但终归是从刚刚那几宗的贪污大案里被惊到了,所以尽管心底还是喜悦不已,可表面上却终于还是稳下来了,而这也是达到梁思玄他们得目的了。
本来若可以选择,那祁成绝对算不上是如今三公心里最合适的君主选择,但在西殷的祖制下,梁思玄他们没有选择,而且就算有,那梁思玄几人也不会选择的,毕竟他们可都是熟读史书,里面多少帝国就是因了夺嫡之争而由盛转衰,甚至于就此消亡在了历史之中的?

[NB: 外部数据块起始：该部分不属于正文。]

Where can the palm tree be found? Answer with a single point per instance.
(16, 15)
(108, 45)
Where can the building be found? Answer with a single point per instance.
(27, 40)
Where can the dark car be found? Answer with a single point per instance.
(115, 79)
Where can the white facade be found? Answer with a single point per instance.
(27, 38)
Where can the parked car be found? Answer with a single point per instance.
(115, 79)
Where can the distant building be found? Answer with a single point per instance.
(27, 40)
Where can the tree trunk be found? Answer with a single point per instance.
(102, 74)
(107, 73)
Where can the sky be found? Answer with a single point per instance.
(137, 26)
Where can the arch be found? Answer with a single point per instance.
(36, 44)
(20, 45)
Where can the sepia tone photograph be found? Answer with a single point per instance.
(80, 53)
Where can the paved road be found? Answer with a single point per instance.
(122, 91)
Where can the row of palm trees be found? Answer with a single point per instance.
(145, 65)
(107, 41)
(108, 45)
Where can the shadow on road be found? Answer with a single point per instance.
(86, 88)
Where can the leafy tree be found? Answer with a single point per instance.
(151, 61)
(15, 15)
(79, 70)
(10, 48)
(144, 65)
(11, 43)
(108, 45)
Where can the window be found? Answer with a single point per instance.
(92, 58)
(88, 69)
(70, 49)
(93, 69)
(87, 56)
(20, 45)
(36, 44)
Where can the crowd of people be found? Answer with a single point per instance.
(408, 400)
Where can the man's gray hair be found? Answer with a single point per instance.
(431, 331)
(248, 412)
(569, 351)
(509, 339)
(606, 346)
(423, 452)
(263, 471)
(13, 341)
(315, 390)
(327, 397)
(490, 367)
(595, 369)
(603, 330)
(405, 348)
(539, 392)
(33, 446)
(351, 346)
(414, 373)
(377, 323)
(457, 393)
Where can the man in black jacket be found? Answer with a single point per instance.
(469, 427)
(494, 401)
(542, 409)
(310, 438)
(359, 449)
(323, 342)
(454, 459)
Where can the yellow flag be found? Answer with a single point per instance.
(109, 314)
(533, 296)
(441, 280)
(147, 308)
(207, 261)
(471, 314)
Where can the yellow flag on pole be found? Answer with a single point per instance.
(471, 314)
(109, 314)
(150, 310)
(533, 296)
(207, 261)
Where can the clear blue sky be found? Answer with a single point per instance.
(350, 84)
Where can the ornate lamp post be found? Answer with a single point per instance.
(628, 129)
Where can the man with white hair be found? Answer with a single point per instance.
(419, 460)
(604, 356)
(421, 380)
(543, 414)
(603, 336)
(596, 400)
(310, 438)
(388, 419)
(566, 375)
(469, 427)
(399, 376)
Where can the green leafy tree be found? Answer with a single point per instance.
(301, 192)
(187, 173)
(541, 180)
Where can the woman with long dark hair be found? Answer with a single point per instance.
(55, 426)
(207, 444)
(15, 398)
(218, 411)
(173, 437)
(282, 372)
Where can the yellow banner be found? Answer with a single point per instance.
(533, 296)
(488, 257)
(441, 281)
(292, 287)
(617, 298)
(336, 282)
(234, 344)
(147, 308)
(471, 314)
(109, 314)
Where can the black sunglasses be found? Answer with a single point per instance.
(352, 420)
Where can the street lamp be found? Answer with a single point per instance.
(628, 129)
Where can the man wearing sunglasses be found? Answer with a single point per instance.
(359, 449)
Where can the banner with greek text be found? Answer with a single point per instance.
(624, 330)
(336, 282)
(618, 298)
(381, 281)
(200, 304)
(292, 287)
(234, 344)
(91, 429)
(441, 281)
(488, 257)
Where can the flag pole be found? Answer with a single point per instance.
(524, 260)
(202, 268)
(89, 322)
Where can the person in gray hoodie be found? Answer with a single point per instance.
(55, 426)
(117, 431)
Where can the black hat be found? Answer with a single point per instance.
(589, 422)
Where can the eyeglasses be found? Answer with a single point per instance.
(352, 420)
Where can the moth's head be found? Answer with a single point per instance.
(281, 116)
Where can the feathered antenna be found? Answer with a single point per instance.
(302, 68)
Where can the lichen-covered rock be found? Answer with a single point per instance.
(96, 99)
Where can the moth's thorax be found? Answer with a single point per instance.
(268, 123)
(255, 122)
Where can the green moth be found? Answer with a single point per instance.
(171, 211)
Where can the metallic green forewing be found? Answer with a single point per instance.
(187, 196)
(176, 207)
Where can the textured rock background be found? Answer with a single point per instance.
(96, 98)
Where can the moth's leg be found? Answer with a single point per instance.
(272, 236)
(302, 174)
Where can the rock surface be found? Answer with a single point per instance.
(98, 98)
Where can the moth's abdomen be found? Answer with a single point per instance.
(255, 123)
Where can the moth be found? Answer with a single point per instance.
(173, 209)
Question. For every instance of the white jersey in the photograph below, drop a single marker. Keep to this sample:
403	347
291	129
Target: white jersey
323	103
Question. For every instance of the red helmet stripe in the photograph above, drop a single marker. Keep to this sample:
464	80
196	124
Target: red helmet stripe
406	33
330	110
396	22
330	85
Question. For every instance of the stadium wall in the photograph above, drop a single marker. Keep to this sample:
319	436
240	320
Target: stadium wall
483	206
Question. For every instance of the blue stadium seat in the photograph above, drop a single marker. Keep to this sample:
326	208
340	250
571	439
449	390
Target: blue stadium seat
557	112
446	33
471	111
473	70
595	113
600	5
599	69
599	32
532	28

这可都已是被时间这条一往无回的大河所凝练出了最直白无伪的真理了,那像梁思玄和傅襄几人,又怎么可能再犯下这种大错呢?
因此就算祁成并不是他们心中最适合的西殷君主人选。
可在文帝驾崩之后,梁思玄几人却还是一心一意的辅佐祁成登基大宝,然后在他一开始有了飘飘然的时候,梁思玄和傅襄几人就又开始敲打起了他。
虽然手段很是巧妙和隐晦,但却都是达到了他们想要看见的结果。
这才真是手段高超、老谋深算啊,可也正因了如此,所以梁思玄他们这几日终于是从沉重的政务之中偷得了几日闲,难得的能自兰台离开,各自回府去休息了几天。
可别人梁媗不好说,但从梁思玄自兰台回到了镇东大将军府后,她却是清楚得知道的,自己的父亲根本就不可能好好的休息,因为有人是一日三餐般的跑去悬秋阁哭闹,不管风吹雨打,那是一天都没有断过的啊!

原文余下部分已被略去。